The writer points out that Rowan Williams, the Archbishop of Canterbury, reflected this mindset when he suggested last year that Muslims be allowed to use Sharia tribunals to deal with disputes within their community. You can guess what Hannah Shah thought of that:

“I was horrified.” If you could speak to him now, what would you say to the archbishop? “I would say: have you actually spoken to any ordinary Muslim women about the situation that they live in, in their communities? By putting in place these Muslim arbitration tribunals, where a woman’s witness is half that of a man, you are silencing women even more.”

And she points out that government officials never talk to women as representatives of the Muslim community; they just accept the word of (male) leaders of large Muslim organizations. Why is that? My answer is that they are afraid of Muslim men and won’t do anything that would make them angry (such as letting Geert Wilders into the country). Yes, the government asking women’s opinions would make many Muslim men extremely angry, so just sacrifice the women.

Hannah Shah goes on to talk about how Christians are persecuted in England, not just by Muslims but by the government.

She cites the recent cases of the nurse who was suspended for offering to pray for a patient and the foster parents who were struck off after a Muslim girl in their care converted to Christianity.

“Such people – I’m not talking about apostates like me – have been persecuted or ostracised in this country simply because they want to share their faith with others. People call this political correctness but I actually think it is based on a fear of Muslims, what they might do if provoked.”

It’s both. Elite opinion in Britain has long been anti-Christian, even before Muslims became such a significant force.
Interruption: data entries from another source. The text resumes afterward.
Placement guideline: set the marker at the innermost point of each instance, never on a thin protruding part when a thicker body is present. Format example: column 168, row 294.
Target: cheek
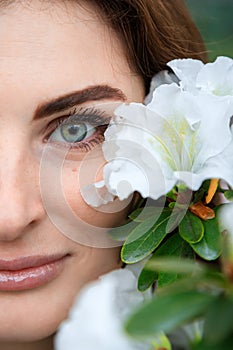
column 107, row 216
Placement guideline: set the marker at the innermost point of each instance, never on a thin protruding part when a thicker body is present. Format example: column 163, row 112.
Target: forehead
column 57, row 46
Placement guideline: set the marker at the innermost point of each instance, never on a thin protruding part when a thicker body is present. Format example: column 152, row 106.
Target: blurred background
column 214, row 19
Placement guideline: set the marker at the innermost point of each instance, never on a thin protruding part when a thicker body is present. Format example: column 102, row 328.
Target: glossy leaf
column 174, row 246
column 209, row 248
column 191, row 228
column 145, row 238
column 167, row 312
column 218, row 324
We are not so abjectly supine in the face of Islam in the United States as are the British, though we’re moving in that direction. I’m not sure if we lag behind because we are more willing to stand up for our culture or simply because the percentage of Muslims is far lower than in Britain. It would be interesting to know how social workers behave in areas with many Muslims, such as Dearborn, in cases like Hannah Shah’s. Do they make sure that only Muslim social workers investigate allegations of abuse?

posted last year about a polygamous family in New York, discovered when their house caught on fire. The story I based the post on said:

The Times’s exceptionally well-researched story said that social-service workers have learned not to make an issue of polygamy in handing out benefits and guiding applicants, legal and otherwise, through the bureaucratic mazes of the welfare system. Doctors at hospitals turn a blind eye. The men speak for their wives. By quoting women who have left such marriages after abuse and misery, the story suggested that perhaps polygamy wasn’t quite as benign a multi-culti variant of our own cozy little practices as was being portrayed. Suffice it to say, however, that the story caused no changes in New York’s policies.
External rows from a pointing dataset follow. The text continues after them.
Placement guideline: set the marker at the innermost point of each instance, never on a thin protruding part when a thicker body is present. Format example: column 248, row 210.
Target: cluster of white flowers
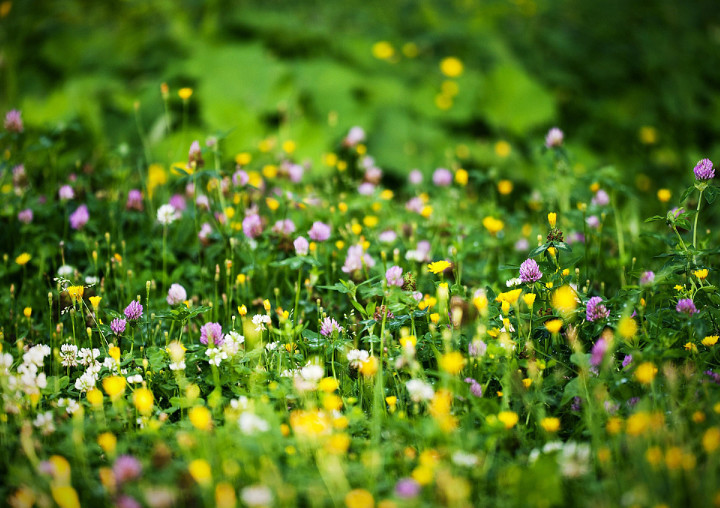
column 260, row 320
column 28, row 379
column 573, row 458
column 357, row 357
column 70, row 405
column 419, row 390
And we’ve posted quite a bit on honor killings which are never named as such, and other examples of “acquiescing to creeping sharia,” as Bruce Bawer put it in a great article. In fact, here are the links to my post on Bawer and Bawer’s article.  Looking back at what we’ve written in our hundreds of posts in the category “diversity’s dark side,” and reading the interview with Hannah Shah, I wonder if someone should come up with an annual State of Our Dhimmitude report so we could check from year to year and see whether our submissiveness to Islam has progressed or if we’ve resisted and fought back.